= Symphony No. 8 (Sessions) =

The Symphony No. 8 of Roger Sessions was composed in 1968.

It is a work in two movements lasting together about 14 minutes:

Noteworthy in the context of Sessions' symphonies is the use of maracas to accompany the theme in the first movement. Andrea Olmstead describes all of Sessions's symphonies as "serious" and "funereal", with No. 8 being one of four with, "quiet reflective endings." No. 8 combines the, "fearsome rhythmic and harmonic densities," of his maturity, "with the extended melodic phrases," which were always characteristic of Sessions.

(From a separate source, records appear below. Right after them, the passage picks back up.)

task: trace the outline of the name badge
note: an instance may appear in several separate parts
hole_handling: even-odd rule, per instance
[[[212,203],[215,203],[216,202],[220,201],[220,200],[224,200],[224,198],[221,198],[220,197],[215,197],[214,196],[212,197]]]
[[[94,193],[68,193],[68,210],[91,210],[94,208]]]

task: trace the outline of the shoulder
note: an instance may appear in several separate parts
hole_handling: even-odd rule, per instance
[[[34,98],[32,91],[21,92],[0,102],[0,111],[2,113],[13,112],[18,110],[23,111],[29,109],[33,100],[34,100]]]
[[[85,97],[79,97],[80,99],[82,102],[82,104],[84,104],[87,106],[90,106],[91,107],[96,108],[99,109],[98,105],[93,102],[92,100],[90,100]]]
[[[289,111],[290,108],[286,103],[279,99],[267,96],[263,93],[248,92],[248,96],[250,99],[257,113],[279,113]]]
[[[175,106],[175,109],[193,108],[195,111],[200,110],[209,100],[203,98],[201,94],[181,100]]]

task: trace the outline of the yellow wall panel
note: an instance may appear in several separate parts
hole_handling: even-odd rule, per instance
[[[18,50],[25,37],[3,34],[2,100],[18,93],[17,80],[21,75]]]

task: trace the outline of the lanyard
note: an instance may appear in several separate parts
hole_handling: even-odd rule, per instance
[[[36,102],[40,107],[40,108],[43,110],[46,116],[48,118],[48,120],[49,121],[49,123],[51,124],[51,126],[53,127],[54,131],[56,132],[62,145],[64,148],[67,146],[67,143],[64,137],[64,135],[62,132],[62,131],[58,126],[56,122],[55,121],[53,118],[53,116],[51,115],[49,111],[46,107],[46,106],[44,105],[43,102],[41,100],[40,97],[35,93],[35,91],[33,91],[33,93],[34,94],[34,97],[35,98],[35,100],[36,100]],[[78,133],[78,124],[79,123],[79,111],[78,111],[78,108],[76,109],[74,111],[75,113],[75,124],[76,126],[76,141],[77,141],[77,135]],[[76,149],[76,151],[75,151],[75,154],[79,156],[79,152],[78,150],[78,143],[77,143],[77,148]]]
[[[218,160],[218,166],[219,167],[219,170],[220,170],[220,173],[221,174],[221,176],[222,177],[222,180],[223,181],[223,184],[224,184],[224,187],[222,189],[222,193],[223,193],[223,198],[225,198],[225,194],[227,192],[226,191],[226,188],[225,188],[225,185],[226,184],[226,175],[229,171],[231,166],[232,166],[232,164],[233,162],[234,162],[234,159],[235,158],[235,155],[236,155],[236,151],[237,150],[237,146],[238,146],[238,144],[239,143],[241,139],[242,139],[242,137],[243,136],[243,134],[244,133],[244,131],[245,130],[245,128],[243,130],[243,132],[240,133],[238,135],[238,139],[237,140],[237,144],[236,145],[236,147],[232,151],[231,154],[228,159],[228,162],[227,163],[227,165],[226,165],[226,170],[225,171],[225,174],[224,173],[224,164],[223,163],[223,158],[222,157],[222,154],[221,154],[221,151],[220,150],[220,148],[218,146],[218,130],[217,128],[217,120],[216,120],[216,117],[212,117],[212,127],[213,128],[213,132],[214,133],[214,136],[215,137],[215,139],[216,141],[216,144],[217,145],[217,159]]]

The symphony was premiered on May 2, 1968, by the New York Philharmonic conducted by William Steinberg.

==Instrumentation==
The symphony is scored for a large orchestra consisting of three flutes (third doubling alto flute), three oboes, four clarinets (fourth doubling E♭ clarinet), four bassoons (fourth doubling contrabassoon), four horns, three trumpets, four trombones, tuba, timpani, two percussionists, piano, harp, and strings.

==Recordings==
- Frederik Prausnitz, conducting the New Philharmonia Orchestra. LP recording, 1 disc. Argo ZRG 702. Calouste Gulbenkian Foundation Series 3. 1973. With Sessions' Rhapsody for Orchestra and works by Wallingford Riegger and Thea Musgrave.
- Leon Botstein, conducting the American Symphony Orchestra. Recorded 9 October 2004, at the Richard B. Fisher Center for the Performing Arts, Bard College New York. CD recording, 1 disc. New World Records 80631-2. New York: Recorded Anthology of American Music, 2005. With works by Aaron Copland, George Perle and Bernard Rands.